June 3, 2015 | The Arab Weekly
Iran’s Losses Mount in the Syrian Quagmire
“We must possess Syria. If the chain from Lebanon to here [Tehran] is cut, bad things will happen,” former Iranian president Ali Akbar Hashemi Rafsanjani said in a December 24, 2012, meeting with Ibrahim Mohammad Bahr al-Ulloum, Iraq’s special envoy to Iran.
Other leading Islamic Republic officials share Rafsanjani’s analysis: Supreme Leader Ali Khamenei perceives the civil war in Syria as a conspiracy against Tehran and Major-General Qassem Soleimani, who commands the elite al-Quds Force of the Islamic Revolutionary Guards Corps (IRGC-QF), has declared his readiness to support Syrian President Bashar Assad’s regime “to the very end”.
Furthermore, Soleimani consistently emphasises Syria’s importance to Iran, not only as a core component of the “resistance” to Israel and the United States, but also against Sunni adversaries such as Saudi Arabia and Qatar.
Based on the assessment of Iran’s political and military elites, Tehran has invested much blood and treasure in ensuring the survival of Assad and his minority Alawite regime in Damascus in a civil war that began in March 2011.
However, as Assad faces growing pressure from a unified armed opposition, Syria has turned into a quagmire for the Islamic Republic, from which there is no easy way out.
Tehran faces difficulties bankrolling Damascus. With the Iranian economy struggling under the weight of international sanctions and declining oil revenues, financing the Assad regime has become a serious burden for the Islamic Republic.
It also has difficulties persuading the Iranian public on the wisdom of spending limited economic resources propping up a regime which uses chemical weapons against its own people.
The impoverished middle class would much rather see that money spent on improving living standards in Iran. Nevertheless, the $3.6 billion line of credit from Iran to Syria is “close to being used up”, Hayan Salman, Syria’s minister of economy and foreign aid, said on May 21st.
He reportedly asked Tehran for a credit line of $3 billion but had to make do with $1 billion.
Meantime, the IRGC, which Tehran insists is only in Syria in an advisory capacity, is suffering a growing casualty toll in the fighting.
Officially the IRGC personnel in Syria are euphemistically identified as “Guardians of the Tomb of Zeinab”, the Prophet’s venerated daughter. Her tomb on the outskirts of Damascus has become one of Shia Islam’s holiest shrines.
But these days in Iran there are funerals for IRGC members just about every week that the regime cannot hide. A survey of Iranian newspapers shows that at least 125 IRGC members, including two generals, have been killed in Syria since December 2011.
It’s widely believed that the death toll is considerably higher as the secretive Quds Force, which carries out largely covert expeditionary operations outside Iran, is increasingly being used in combat to stiffen Damascus’ battered forces.

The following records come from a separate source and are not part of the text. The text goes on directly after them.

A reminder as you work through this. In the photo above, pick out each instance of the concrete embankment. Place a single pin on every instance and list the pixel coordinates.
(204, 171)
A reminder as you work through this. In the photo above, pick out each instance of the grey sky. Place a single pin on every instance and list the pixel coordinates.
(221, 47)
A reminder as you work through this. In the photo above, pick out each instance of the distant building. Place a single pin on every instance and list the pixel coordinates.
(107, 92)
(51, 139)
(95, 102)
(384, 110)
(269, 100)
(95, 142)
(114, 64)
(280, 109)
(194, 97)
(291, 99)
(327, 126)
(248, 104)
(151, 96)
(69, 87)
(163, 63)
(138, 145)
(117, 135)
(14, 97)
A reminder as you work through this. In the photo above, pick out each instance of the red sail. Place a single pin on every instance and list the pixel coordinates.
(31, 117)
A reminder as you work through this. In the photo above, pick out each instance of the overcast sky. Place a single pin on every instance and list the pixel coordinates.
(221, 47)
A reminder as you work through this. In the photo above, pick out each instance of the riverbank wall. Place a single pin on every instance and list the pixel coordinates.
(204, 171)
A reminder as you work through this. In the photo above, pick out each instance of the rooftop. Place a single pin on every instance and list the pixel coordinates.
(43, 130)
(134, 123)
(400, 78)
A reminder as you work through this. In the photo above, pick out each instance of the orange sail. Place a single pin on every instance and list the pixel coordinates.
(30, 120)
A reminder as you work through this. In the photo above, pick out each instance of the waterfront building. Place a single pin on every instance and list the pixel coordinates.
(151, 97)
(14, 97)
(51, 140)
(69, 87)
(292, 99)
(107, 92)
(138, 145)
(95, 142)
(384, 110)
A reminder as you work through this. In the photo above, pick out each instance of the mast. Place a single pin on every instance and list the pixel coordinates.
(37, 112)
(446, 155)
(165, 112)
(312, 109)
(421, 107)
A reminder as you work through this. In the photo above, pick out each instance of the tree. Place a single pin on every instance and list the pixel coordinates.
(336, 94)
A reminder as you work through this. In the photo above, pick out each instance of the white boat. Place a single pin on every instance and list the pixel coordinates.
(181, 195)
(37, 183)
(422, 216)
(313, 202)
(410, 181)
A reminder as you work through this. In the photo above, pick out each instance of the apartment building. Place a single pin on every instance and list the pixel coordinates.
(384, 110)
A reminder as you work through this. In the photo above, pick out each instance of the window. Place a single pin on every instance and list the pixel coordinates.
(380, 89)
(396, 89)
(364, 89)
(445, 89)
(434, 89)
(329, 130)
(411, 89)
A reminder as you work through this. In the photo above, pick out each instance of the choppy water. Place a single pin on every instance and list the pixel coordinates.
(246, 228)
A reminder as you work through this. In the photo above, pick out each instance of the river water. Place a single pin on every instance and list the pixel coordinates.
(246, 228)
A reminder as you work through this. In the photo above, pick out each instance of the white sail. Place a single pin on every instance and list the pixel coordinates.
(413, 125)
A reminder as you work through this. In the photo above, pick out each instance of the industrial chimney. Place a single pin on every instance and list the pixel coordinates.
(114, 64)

Rear Admiral Ali Shamkhani, head of Iran’s Supreme National Security Council, and other senior IRGC officials attending these funeral services consistently use them to argue that if these sacrifices are not made in Syria, Iran would have to fight against terror on its own soil.
Their repeated use of such speeches suggests the IRGC feels compelled to defend itself.
An examination of Iranians killed in Syria and Iranian prisoners of war released in January 2013 by the Free Syrian Army, one of the main rebel groups, in return for Syrian opposition members held by the Assad regime, provides another insight into the murky Iranian presence in Syria.
The Iranian prisoners included Brigadier-General Abedin Khorram, the IRGC commander in West Azerbaijan province, Colonel Taleb Rahimi and Colonel Mohammad-Taqi Safari, the IRGC chiefs in the cities of Naqadeh and Gavaneh, and Hojjat al-Eslam Karim Hossein-Khani, a senior cleric and Khamenei’s former representative in the city of Oroumiyeh.
This would indicate the IRGC-QF is being stretched so thinly across the Syrian war fronts that the Guards’ have had to deploy regular ground forces, too.
Tehran’s financial hardships and the mounting death toll in Syria may force Iran to pursue a political solution to the Syrian war. But that has proven to be elusive and the collapse of the Syrian regime and the partition of the country into cantons run by rival militias can no longer be ruled out.
Tehran is likely to continue its support for pro-Iranian zones in Syria. But that will strain Tehran’s economic resources and regional prestige to such a degree it could face heightened domestic criticism and the defection of regional allies who doubt Tehran’s ability to sustain its support for them.